3.3 GCP模型训练与模型参数调优

学习目标

目标
- 了解GCP平台的模型训练过程
- 说明超参数调优过程
应用
- 应用完成泛娱乐Wide&Deep模型的训练

3.3.1 Cloud AI Platform模型训练

GCP平台产品之一 Cloud Machine Learning Engine（已更名AI Platform）是一项托管式服务，能让开发者和数据科学家构建卓越的机器学习模型并在生产环境中运行。Cloud ML Engine 提供训练和预测服务，这些服务可以一起使用，也可以单独使用。我们在这里选择在谷歌云平台上进行模型训练与参数调优。主要选择原因如下

提供一套完整的生产环境平台，方便开发者快速训练部署上线模型服务
对于小型公司受制于GPU/TPU的成本限制，能够提升机器学习的算力水平，节省成本，同时也避免的搭建多GPU或者分布式训练平台的底层繁琐的构建过程

特性

自定义容器支持

除了对 TensorFlow 等流行框架的原生支持外，您还可以在 Cloud ML Engine 上运行任何其他框架。您只需上传带有训练程序的 Docker 容器，Cloud ML Engine 便会让其在 Google 的基础架构上开始工作。
分布式训练

有时，您的数据和模型太过庞大，一台机器无法及时完成工作。幸运的是，Cloud ML Engine 会自动设置一个环境，让 XGBoost 和 TensorFlow 在多台机器上运行，因此您可以向训练作业添加多个 GPU 或将其拆分到多个虚拟机中，以此获得所需的速度。
自动预配资源

Cloud ML Engine 是一项托管式服务，可自动预配和监控所有资源；可使用支持 CPU、GPU 和 TPU 的分布式托管训练基础架构来构建模型；并可通过在多个节点上进行训练或并发运行多个实验来加速模型开发。因此，您可以专注于模型开发和部署，而无需担心基础架构问题。
HyperTune

使用 HyperTune 自动调整深度学习超参数，以更快地获得更好的结果。数据科学家经常需要在云端管理数千项调整实验。HyperTune 可以为您省去大量单调乏味且容易出错的工作。
可移植的模型

利用开源 TensorFlow SDK 或其他受支持的机器学习框架，在本地基于示例数据集来训练模型，并使用 Google Cloud Platform 开展大规模训练。使用 Cloud ML Engine 训练的模型可以下载到本地运行或用于移动平台集成。您还可以导入在任何地方训练过的 scikit-learn、XGBoost、Keras 和 TensorFlow 模型，以用于全托管式实时预测，而无需 Docker 容器。
服务器端预处理

使用 scikit-learn 流水线和 tf.transform 将部署预处理工作推送到 Google Cloud。这意味着您可以将原始数据发送到生产环境中的模型并减少本地计算，同时还可以防止因在训练和预测中采用了不同的预处理方式而引发数据倾斜。

流程

下面这个图就说明Cloud Machine Learning Engine的流程；

训练：使用AI platform训练
训练的模型测试分析：使用TFX tools工具
部署：AI platform平台提供部署

3.3.2 Cloud ML Engine平台使用

可以在 GCP 内的无服务器环境中使用 Cloud ML Engine 训练服务来扩大模型训练规模。Cloud ML Engine 支持流行的机器学习框架，也允许 Docker 映像中运行应用。
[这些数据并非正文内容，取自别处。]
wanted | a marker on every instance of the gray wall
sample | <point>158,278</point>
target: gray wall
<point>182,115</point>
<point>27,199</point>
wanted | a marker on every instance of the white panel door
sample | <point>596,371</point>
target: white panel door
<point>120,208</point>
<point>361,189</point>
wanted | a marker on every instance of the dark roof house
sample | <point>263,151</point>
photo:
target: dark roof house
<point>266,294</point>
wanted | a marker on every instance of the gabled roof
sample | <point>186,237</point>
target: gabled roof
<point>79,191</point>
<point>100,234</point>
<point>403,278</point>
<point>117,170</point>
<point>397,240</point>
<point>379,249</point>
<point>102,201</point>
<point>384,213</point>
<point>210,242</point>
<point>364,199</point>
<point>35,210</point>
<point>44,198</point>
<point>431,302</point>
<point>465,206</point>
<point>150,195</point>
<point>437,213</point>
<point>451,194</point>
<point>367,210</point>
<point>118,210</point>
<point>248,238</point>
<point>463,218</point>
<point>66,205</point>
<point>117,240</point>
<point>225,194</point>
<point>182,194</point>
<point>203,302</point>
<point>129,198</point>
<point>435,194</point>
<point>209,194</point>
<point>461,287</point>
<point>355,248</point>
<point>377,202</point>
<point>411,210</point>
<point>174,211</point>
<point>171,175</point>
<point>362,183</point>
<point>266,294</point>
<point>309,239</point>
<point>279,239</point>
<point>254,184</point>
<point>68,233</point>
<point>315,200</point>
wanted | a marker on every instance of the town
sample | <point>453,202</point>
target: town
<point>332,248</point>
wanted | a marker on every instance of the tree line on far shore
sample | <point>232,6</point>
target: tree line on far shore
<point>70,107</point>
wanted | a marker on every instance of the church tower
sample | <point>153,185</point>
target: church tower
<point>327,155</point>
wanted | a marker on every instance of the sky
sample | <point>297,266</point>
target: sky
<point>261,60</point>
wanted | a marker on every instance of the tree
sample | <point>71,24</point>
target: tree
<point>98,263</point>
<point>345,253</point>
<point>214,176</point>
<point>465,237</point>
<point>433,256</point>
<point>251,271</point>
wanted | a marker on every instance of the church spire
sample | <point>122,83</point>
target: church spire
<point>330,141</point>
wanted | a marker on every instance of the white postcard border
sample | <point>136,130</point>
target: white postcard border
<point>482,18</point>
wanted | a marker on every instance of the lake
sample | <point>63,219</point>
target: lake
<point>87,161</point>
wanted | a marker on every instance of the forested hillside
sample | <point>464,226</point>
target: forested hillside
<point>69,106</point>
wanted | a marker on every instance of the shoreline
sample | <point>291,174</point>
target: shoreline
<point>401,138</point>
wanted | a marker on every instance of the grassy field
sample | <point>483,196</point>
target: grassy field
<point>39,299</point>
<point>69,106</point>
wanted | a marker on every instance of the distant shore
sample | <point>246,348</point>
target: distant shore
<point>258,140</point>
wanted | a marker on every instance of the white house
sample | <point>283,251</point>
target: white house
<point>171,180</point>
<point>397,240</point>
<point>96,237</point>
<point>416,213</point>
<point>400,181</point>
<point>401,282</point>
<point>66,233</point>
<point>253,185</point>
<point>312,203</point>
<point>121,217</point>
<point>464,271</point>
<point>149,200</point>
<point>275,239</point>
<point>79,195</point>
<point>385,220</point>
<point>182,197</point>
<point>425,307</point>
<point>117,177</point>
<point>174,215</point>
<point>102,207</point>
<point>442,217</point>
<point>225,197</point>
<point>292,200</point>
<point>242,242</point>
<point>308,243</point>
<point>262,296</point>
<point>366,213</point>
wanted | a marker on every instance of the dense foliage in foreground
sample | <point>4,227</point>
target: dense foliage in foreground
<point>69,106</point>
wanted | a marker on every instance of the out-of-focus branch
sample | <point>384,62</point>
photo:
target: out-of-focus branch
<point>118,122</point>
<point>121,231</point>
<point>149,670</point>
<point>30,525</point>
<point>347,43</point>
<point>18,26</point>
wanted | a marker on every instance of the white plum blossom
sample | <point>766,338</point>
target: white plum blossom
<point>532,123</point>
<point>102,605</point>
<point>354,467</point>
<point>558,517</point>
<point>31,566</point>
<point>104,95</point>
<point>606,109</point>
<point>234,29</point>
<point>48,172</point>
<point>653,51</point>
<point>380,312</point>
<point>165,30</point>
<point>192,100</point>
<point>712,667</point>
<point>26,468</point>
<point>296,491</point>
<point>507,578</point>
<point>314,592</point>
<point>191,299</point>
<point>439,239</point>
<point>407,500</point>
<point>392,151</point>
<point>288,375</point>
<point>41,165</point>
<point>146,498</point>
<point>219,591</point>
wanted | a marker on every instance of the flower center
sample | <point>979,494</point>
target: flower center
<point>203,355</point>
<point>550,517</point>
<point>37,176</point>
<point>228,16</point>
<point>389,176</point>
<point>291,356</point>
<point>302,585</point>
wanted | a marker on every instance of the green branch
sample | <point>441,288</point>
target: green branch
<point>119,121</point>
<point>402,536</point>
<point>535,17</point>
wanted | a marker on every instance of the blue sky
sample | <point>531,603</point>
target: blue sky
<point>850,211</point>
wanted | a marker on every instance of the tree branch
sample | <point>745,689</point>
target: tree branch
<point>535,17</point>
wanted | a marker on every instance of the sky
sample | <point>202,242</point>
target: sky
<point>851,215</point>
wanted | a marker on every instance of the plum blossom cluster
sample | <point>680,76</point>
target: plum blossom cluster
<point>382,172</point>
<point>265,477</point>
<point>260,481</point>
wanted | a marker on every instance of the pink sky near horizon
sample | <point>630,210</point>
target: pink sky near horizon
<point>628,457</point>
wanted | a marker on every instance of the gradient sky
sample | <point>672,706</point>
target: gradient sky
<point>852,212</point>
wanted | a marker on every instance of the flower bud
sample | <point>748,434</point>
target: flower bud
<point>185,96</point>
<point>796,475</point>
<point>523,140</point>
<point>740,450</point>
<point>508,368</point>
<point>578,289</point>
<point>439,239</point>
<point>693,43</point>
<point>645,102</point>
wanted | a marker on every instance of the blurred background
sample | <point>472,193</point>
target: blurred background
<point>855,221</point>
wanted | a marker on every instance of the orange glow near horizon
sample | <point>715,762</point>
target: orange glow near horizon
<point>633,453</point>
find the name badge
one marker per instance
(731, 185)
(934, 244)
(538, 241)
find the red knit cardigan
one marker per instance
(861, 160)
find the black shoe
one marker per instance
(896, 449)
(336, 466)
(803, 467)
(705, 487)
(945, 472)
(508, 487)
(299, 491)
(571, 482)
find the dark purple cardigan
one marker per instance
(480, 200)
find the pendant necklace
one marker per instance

使用Cloud ML Engine构建训练分为三步

目的：提交一份Wide&Deep的模型训练工作到的谷歌云的ML Engine进行训练
步骤：
- 1、Python代码打包
- 2、提交训练任务到云端（配置Google Cloud SDK环境、提交命令等）
  - 1、安装Google Cloud SDK，配置本地关联远程谷歌GCP账号、项目等
  - 2、远端创建分区，本地上传wide&deep模型训练数据到分区
  - 3、Google Cloud 训练任务提交到远程GCP平台
- 3、task运行代码实现

3.3.2.1 Python代码打包

创建一个trainer文件夹，下面添加两个文件__init__.py,以及一个task.py。这个包名叫做trainer.task。并且同时将我们之前的WDL模型放入trainer目录下

3.3.2.2 提交训练任务到云端

1、条件-安装Google Cloud SDK

Google Cloud SDK 这套工具可用于管理托管在 Google Cloud Platform 上的资源和应用，其中的工具包括 gcloud、gsutil和 bq命令行工具。gcloud 命令行工具随 Cloud SDK 一并下载；如需查看 gcloud CLI 的综合指南，请参阅 gcloud 命令行工具概览。安装地址: https://cloud.google.com/sdk/docs/，下载安装之后可以使用gcloud命令

注意：由于gdk要与远程GCP平台关联，

(1) 所以前提需要在centos安装shadowsocks客户端并配置好账号密码

(2) GCP平台创建一个项目：rereation-rs（名称可以修改，后面会用）

紧接着做以下操作：

gcloud config set proxy/type socks5
gcloud config set proxy/address 127.0.0.1
gcloud config set proxy/port 1080
gcloud init --console-only

然后进行一次输入需要关联到远程的工程以及账号

[root@hadoop-master google-cloud-sdk]# gcloud init --console-only
Welcome! This command will take you through the configuration of gcloud.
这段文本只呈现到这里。